The ring in Example 20.6 carries total charge \(Q,\) and the point \(P\) is the same distance \(r=\sqrt{x^{2}+a^{2}}\) from all parts of the ring. So why isn't the electric field of the ring just \(k Q / r^{2} ?\)

You're \(1.5 \mathrm{m}\) from a charge distribution whose size is much less than \(1 \mathrm{m}\). You measure an electric field strength of \(282 \mathrm{N} / \mathrm{C}\) You move to a distance of \(2.0 \mathrm{m},\) and the field strength becomes 119 N/C. What's the net charge of the distribution? (Hint: Don't try to calculate the charge. Determine instead how the field decreases with distance, and from that infer the charge.)

Conceptual Example 20.1 shows that the gravitational force between an electron and a proton is about \(10^{-40}\) times weaker than the electric force between them. since matter consists largely of electrons and protons, why is the gravitational force important?

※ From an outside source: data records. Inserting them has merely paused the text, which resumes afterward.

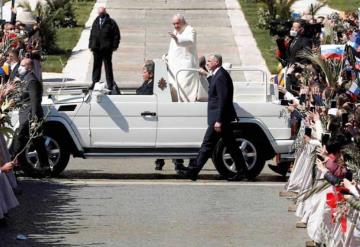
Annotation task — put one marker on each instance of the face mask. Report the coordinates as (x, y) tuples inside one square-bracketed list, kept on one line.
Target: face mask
[(293, 33), (22, 70)]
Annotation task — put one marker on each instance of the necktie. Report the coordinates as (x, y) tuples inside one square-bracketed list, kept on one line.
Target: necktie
[(101, 22)]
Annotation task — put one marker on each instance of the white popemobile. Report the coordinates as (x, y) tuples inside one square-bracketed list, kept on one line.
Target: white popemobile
[(95, 124)]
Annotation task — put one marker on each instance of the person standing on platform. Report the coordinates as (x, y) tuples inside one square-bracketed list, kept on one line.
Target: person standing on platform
[(104, 40)]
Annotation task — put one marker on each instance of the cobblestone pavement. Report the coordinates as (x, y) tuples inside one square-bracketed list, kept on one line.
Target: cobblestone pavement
[(104, 203)]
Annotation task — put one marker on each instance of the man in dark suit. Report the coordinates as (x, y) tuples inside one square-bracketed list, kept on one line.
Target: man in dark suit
[(221, 114), (148, 75), (297, 43), (31, 113), (104, 39), (14, 64)]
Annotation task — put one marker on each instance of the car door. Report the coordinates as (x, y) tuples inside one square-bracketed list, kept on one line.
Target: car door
[(181, 124), (123, 121)]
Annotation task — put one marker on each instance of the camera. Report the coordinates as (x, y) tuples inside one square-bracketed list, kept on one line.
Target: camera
[(286, 102), (280, 27), (308, 131), (344, 119), (325, 137)]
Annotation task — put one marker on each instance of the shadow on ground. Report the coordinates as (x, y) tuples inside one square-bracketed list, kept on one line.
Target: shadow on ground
[(47, 213), (98, 174)]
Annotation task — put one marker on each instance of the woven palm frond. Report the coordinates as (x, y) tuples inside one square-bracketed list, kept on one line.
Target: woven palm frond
[(307, 194), (25, 5), (331, 68)]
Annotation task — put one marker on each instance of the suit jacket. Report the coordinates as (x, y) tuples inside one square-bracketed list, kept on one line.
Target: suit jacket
[(220, 102), (297, 45), (31, 97), (14, 71), (105, 38), (146, 88)]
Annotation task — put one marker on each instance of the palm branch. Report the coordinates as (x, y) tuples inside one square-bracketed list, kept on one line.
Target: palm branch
[(25, 5), (329, 35), (331, 68), (314, 8), (314, 190), (7, 132)]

Show that the electric field at a point \(45^{\circ}\) from a dipole's axis is \(1 / \sqrt{5 / 8}\) times the field on the axis, assuming both points are the same distance from the dipole and that distance is large compared with the dipole spacing.

The electron and proton in a hydrogen atom are \(52.9 \mathrm{pm}\) apart. Find the magnitude of the electric force between them.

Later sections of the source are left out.